The sensible handful that do take advantage of the advice provided by the more experienced posters and are more receptive to bad news will actually be better prepared and more likely to succeed.


----------



## shivam7106 (Aug 15, 2016)

Bbay2Oz said:


> Taxi plate is worthless now. So the answer to your question is $0.
> 
> Not sure what you mean by inferior. In terms of $$$ and as a business proposition it is inferior given that the taxi business model is no longer profitable at all.
> 
> ...


Hi people,

I dont know that from which place are we coming from?? Here people are targeting the whole profession - *TAXI* by calling it *INFERIOR*  . Atleast people are working and making money and able to afford their luxuries.......yes guys you read it write *LUXURIES* 

I personally know many people here in Australia who are not into white collar jobs but they are doing better than what engineers and bank managers couldn't do. Trust me taxi drivers are filthy rich here.

Don't compare Australia with any other country like USA or UK, but try to understand Australia and its economy, demography, etc. Unike US, Australia is a country of trade person. Here tradies or blue collar jobs earn more as compared to White collar jobs.

Respect the country and its culture and to be success just remeber *When in Rome, do as the Romans do*.


----------



## misecmisc (Jun 26, 2014)

Bbay2Oz said:


> So for those who don't believe Simon and think that some immigrants “after having enjoyed Australia for a few months” now have an ulterior motive to stop other immigrants from “enjoying Australia”, here are some very hard hitting facts:
> 
> Proportion of Indian IT workers on 457 visas on rock bottom pay triples
> 
> ...


I have not read the URLs posted in above post, but from an overall level, it seems that the above post is indicating that IT professionals migrating to Aus in either 189/190 PR visa would be having much difficulty in getting a job in Aus.
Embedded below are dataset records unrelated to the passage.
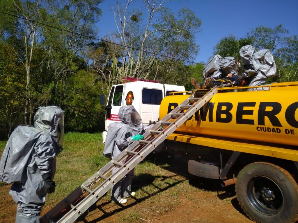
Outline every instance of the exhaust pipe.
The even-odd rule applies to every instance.
[[[234,177],[233,178],[221,181],[221,185],[223,187],[225,187],[227,186],[229,186],[230,185],[234,184],[236,183],[237,180],[237,178]]]

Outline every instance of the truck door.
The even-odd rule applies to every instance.
[[[142,112],[141,117],[144,124],[149,121],[157,122],[159,117],[159,106],[162,100],[161,89],[144,88],[142,89]]]
[[[119,109],[121,107],[123,95],[123,85],[113,86],[111,89],[108,105],[105,107],[106,110],[106,130],[111,122],[120,121],[118,116]]]

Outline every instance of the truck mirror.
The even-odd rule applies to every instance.
[[[103,106],[105,105],[105,95],[100,95],[100,105]]]

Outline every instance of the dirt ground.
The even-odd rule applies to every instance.
[[[217,183],[215,183],[215,181],[199,181],[195,178],[188,180],[169,172],[169,175],[172,175],[173,179],[176,180],[175,185],[140,199],[132,197],[122,207],[104,197],[77,222],[80,223],[252,222],[241,210],[233,186],[221,189]],[[10,186],[6,185],[0,187],[1,222],[14,222],[16,205],[8,194]],[[187,191],[182,192],[186,187],[192,189],[188,189],[191,191],[189,193]],[[170,194],[172,197],[169,197]],[[137,197],[136,195],[135,197]],[[46,205],[42,215],[51,208]]]

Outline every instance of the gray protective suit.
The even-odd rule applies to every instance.
[[[267,78],[276,75],[276,65],[272,54],[267,49],[256,52],[253,46],[247,45],[239,51],[241,59],[246,69],[242,75],[244,78],[248,78],[250,83],[249,86],[263,85]],[[268,88],[251,88],[249,91],[268,90]]]
[[[202,71],[202,76],[203,79],[210,78],[211,78],[211,81],[213,81],[219,78],[221,74],[219,65],[223,59],[221,56],[217,54],[209,60]]]
[[[9,194],[18,204],[16,222],[39,222],[47,191],[43,177],[49,176],[49,180],[52,180],[55,157],[62,150],[64,120],[61,109],[40,107],[34,119],[34,127],[21,125],[13,131],[0,162],[1,180],[14,183]]]
[[[237,75],[237,73],[234,70],[235,64],[235,58],[232,56],[226,56],[224,57],[221,61],[219,67],[222,70],[221,75],[220,78],[225,78],[229,73],[232,75]]]
[[[106,138],[104,155],[114,159],[132,142],[131,136],[142,134],[144,131],[143,122],[138,112],[132,105],[122,106],[119,110],[119,118],[121,123],[111,123],[109,126]],[[114,167],[114,173],[118,169]],[[134,169],[113,186],[111,190],[111,199],[119,202],[121,197],[130,195],[131,182],[134,176]]]

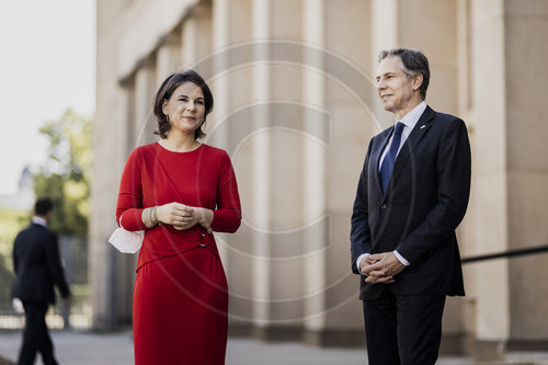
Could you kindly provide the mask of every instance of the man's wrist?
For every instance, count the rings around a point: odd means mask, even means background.
[[[356,267],[357,267],[357,272],[359,274],[364,275],[364,273],[362,273],[362,261],[364,261],[366,258],[368,258],[370,255],[372,255],[370,253],[362,253],[359,256],[357,256]]]

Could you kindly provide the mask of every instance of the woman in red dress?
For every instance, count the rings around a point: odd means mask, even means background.
[[[197,139],[213,95],[194,71],[155,99],[159,142],[129,156],[116,219],[145,230],[133,303],[137,365],[224,364],[228,287],[213,231],[235,232],[241,208],[228,155]]]

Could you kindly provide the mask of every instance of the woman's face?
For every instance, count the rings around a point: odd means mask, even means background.
[[[163,101],[162,112],[169,116],[171,130],[194,136],[194,130],[204,122],[205,100],[202,88],[190,81],[181,83],[171,98]]]

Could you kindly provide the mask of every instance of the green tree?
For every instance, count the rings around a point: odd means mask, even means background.
[[[46,163],[34,176],[37,197],[49,196],[55,209],[52,229],[87,236],[90,212],[91,118],[67,110],[39,132],[49,140]]]

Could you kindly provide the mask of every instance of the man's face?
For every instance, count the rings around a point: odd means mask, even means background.
[[[422,76],[408,77],[401,68],[399,57],[387,57],[380,61],[376,78],[378,95],[385,110],[396,114],[398,119],[421,101],[419,88]]]

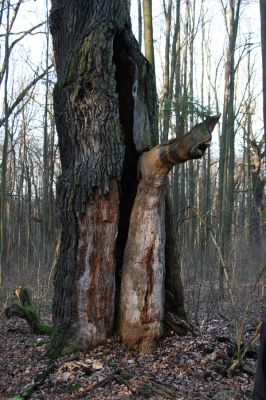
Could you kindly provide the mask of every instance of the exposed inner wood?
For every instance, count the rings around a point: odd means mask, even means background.
[[[207,118],[187,135],[142,154],[139,161],[141,180],[123,263],[120,334],[124,343],[144,353],[154,349],[163,332],[167,174],[175,164],[203,156],[218,119]]]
So my question is - What would you suggest as to how should a software engineer approach this situation? means - what should we do - should we just drop the Aus PR idea totally? I cannot say about others, but as far as I am concerned, when I will get EOI invite and then when I will apply for PR visa, I would need to pay in total a big amount, as in my application, I will have my wife and my child included in it, plus I will have to pay the additional amount for my wife not having Functional English - so on overall, it would add up to become a big amount.

So what advice would you suggest to me and other software engineers regarding how to proceed with the above post's situation regarding job finding and job getting? Please suggest. Thanks.


----------



## Bbay2Oz (May 10, 2010)

shivam7106 said:


> ]
> I personally know many people here in Australia who are not into white collar jobs but they are doing better than what engineers and bank managers couldn't do. Trust me taxi drivers are filthy rich here.][/B].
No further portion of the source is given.